When Carol’s second novel arrived in manuscript I knew it would be scary. I knew I wouldn’t understand the main character at the beginning of the book. This time, Carol has created a protagonist who isn’t just monstrous (like the married couple in Monster Love who murder their child) but just so repellent that you almost can’t bear to follow her journey on the page. Virginia is brusque with people, rude even. She is greedy, she eats too much; she spills her food down her front; she is large and ungainly, she wears awful clothes and shoes – indeed, she hates clothes. It seems as if she wants to repel other people. She is also a brilliant doctor, but she doesn’t suffer fools, and only her colleagues and her patients like her – and even then they aren’t allowed to get to know her well. Then we begin to discover that maybe she isn’t the staunch upholder of her women patients that we thought she is, that maybe she is doing them harm. And yet, by the end of the novel she is a strangely sympathetic character and when you discover all the things that have happened to her, what her childhood was like, you begin to feel grains of sympathy.
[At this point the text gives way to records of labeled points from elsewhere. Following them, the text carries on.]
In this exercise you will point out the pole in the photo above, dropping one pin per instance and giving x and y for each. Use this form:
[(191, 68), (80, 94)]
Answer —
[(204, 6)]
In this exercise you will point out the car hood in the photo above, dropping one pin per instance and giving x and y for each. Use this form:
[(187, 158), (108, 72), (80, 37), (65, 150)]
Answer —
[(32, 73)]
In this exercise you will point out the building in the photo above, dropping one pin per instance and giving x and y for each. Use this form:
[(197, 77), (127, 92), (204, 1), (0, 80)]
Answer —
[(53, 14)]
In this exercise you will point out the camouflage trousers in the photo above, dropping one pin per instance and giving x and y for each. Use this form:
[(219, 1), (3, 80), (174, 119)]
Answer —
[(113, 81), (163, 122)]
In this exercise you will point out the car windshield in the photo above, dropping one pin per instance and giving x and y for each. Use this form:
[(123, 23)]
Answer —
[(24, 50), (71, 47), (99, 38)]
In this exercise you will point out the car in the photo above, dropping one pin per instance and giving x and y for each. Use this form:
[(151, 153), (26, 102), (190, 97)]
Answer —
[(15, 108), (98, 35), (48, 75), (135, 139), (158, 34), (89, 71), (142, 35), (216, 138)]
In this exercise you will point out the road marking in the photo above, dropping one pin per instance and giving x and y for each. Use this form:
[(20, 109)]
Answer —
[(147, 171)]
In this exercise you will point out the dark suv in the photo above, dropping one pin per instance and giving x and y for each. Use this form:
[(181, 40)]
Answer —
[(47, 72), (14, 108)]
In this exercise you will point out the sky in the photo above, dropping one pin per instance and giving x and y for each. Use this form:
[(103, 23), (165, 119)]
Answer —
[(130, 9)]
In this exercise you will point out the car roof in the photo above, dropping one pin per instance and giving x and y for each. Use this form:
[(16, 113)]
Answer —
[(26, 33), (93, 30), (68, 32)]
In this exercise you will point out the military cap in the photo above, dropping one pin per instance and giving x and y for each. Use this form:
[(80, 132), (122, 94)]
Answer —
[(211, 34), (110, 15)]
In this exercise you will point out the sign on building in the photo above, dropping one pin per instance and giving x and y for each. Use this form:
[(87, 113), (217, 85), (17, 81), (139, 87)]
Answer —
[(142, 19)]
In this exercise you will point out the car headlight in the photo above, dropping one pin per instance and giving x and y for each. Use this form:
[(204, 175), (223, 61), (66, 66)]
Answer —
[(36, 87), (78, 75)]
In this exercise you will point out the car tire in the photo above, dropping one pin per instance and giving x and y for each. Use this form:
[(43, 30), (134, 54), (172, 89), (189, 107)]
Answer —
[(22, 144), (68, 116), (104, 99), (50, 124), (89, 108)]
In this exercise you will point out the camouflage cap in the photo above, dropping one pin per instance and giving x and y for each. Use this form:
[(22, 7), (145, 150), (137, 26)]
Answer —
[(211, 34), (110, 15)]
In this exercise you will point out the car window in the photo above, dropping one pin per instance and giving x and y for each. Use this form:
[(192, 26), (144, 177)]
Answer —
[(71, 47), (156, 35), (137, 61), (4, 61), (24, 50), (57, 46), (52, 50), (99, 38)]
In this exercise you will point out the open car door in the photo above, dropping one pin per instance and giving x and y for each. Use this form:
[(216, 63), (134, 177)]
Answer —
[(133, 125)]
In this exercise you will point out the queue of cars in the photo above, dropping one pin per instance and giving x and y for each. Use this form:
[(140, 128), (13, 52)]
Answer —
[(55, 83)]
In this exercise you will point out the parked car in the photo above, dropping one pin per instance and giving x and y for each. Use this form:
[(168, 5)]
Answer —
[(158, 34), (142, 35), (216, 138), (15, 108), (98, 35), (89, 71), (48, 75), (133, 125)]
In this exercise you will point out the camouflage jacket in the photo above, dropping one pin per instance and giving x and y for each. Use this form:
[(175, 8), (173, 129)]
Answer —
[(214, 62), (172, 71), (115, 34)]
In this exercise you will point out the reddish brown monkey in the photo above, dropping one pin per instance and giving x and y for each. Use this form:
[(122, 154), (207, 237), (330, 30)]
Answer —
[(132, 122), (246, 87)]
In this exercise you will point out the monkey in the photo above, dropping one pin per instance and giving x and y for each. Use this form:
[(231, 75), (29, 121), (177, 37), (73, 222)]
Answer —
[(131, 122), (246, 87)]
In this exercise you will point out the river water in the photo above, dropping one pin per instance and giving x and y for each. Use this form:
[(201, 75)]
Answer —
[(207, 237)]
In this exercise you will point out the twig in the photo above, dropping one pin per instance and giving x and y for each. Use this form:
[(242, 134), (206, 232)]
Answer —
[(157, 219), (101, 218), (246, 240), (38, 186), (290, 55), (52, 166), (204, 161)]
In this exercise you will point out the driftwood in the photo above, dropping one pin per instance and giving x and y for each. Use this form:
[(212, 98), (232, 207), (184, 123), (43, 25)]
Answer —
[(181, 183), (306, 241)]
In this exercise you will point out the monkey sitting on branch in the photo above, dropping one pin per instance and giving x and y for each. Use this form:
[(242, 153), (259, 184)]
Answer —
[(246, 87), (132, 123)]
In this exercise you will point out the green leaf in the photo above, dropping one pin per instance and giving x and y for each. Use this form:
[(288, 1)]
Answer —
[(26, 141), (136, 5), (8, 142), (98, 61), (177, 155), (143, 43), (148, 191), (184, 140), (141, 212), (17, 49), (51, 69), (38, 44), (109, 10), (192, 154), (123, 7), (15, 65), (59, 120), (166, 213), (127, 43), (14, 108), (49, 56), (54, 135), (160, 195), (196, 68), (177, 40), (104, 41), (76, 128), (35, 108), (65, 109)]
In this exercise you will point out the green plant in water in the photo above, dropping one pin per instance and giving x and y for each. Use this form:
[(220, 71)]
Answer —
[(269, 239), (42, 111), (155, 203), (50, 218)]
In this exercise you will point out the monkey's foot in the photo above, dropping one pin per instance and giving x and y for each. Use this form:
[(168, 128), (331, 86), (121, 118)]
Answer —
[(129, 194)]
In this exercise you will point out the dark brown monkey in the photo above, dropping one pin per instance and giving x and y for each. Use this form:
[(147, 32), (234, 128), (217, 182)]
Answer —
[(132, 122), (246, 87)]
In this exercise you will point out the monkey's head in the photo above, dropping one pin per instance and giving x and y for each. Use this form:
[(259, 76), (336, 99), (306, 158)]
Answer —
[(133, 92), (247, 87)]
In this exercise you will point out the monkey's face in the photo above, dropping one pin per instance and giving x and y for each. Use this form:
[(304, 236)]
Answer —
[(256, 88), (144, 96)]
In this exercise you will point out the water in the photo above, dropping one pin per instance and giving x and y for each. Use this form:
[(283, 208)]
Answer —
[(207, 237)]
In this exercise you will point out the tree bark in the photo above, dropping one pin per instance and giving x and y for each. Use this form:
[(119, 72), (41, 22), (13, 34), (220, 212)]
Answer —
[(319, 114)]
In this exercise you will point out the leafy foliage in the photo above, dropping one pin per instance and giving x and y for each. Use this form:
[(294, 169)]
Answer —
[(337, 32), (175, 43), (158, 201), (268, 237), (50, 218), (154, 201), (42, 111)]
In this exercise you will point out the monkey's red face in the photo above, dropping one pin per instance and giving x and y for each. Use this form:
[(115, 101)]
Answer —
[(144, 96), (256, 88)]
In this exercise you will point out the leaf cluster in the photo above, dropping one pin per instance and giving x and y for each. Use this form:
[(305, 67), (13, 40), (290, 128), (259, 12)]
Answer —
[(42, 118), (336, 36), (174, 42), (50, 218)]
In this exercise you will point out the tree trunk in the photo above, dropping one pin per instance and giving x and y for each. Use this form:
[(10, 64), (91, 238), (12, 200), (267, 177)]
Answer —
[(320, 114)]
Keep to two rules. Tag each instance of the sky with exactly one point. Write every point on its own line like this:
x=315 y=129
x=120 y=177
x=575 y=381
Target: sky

The result is one of the most complex and well realised characters I’ve ever read – indeed, if you walked round her she would be completely 3D. By the end of the novel we know she is deranged, but, in the way of the best fiction, we understand why.
Juliet Annan
Publishing Director, Fig Tree
Do No Harm - an excellent novel but spoilt in the most miniscule of ways by references to Virginia's mother's interest in pulsars and quasars - some twenty or so years before they were discovered and the terms entered the scientific literature.